The history of Aquitaine, which was not written by the Benedictines, will probably never be written, because there are no longer Benedictines: thus we are not able to light up these archaeological tenebrae in the history of our manners and customs on every occasion of their appearance. There is another testimony to the ancient importance of Issoudun in the conversion into a canal of the Tournemine, a little stream raised several feet above the level of the Theols which surrounds the town. This is undoubtedly the work of Roman genius. Moreover, the suburb which extends from the castle in a northerly direction is intersected by a street which for more than two thousand years has borne the name of the rue de Rome; and the inhabitants of this suburb, whose racial characteristics, blood, and physiognomy have a special stamp of their own, call themselves descendants of the Romans. They are nearly all vine-growers, and display a remarkable inflexibility of manners and customs, due, undoubtedly, to their origin,--perhaps also to their victory over the Cottereaux and the Routiers, whom they exterminated on the plain of Charost in the twelfth century.
After the insurrection of 1830, France was too agitated to pay much attention to the rising of the vine-growers of Issoudun; a terrible affair, the facts of which have never been made public,--for good reasons. In the first place, the bourgeois of Issoudun refused to allow the military to enter the town. They followed the use and wont of the bourgeoisie of the Middle Ages and declared themselves responsible for their own city. The government was obliged to yield to a sturdy people backed up by seven or eight thousand vine-growers, who had burned all the archives, also the offices of "indirect taxation," and had dragged through the streets a customs officer, crying out at every street lantern, "Let us hang him here!" The poor man's life was saved by the national guard, who took him to prison on pretext of drawing up his indictment. The general in command only entered the town by virtue of a compromise made with the vine-growers; and it needed some courage to go among them. At the moment when he showed himself at the hotel-de-ville, a man from the faubourg de Rome slung a "volant" round his neck (the "volant" is a huge pruning-hook fastened to a pole, with which they trim trees) crying out, "No more clerks, or there's an end to compromise!" The fellow would have taken off that honored head, left untouched by sixteen years of war, had it not been for the hasty intervention of one of the leaders of the revolt, to whom a promise had been made that THE CHAMBERS SHOULD BE ASKED TO SUPPRESS THE EXCISEMEN.

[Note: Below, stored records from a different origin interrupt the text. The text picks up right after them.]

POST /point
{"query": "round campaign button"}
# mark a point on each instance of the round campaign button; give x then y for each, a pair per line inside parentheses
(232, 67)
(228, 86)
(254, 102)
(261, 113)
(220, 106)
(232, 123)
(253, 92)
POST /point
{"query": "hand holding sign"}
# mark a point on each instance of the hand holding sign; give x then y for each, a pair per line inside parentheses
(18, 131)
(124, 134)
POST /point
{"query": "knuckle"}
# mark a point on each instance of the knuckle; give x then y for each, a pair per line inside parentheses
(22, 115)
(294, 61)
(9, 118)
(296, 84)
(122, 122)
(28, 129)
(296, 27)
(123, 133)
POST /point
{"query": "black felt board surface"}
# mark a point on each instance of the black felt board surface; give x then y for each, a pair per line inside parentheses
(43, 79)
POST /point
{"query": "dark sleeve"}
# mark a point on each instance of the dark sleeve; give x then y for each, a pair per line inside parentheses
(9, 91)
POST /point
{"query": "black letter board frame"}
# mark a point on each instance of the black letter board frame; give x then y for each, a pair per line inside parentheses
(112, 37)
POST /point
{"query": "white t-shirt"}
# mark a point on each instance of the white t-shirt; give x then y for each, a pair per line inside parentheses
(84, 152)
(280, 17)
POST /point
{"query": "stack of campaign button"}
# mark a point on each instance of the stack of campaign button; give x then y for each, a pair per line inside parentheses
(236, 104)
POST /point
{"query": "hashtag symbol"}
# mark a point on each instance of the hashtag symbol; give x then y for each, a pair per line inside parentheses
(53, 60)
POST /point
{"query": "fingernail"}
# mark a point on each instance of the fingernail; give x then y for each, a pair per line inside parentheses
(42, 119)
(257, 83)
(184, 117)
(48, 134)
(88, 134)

In the fourteenth century, Issoudun still had sixteen or seventeen thousand inhabitants, remains of a population double that number in the time of Rigord. Charles VII. possessed a mansion which still exists, and was known, as late as the eighteenth century, as the Maison du Roi. This town, then a centre of the woollen trade, supplied that commodity to the greater part of Europe, and manufactured on a large scale blankets, hats, and the excellent Chevreautin gloves.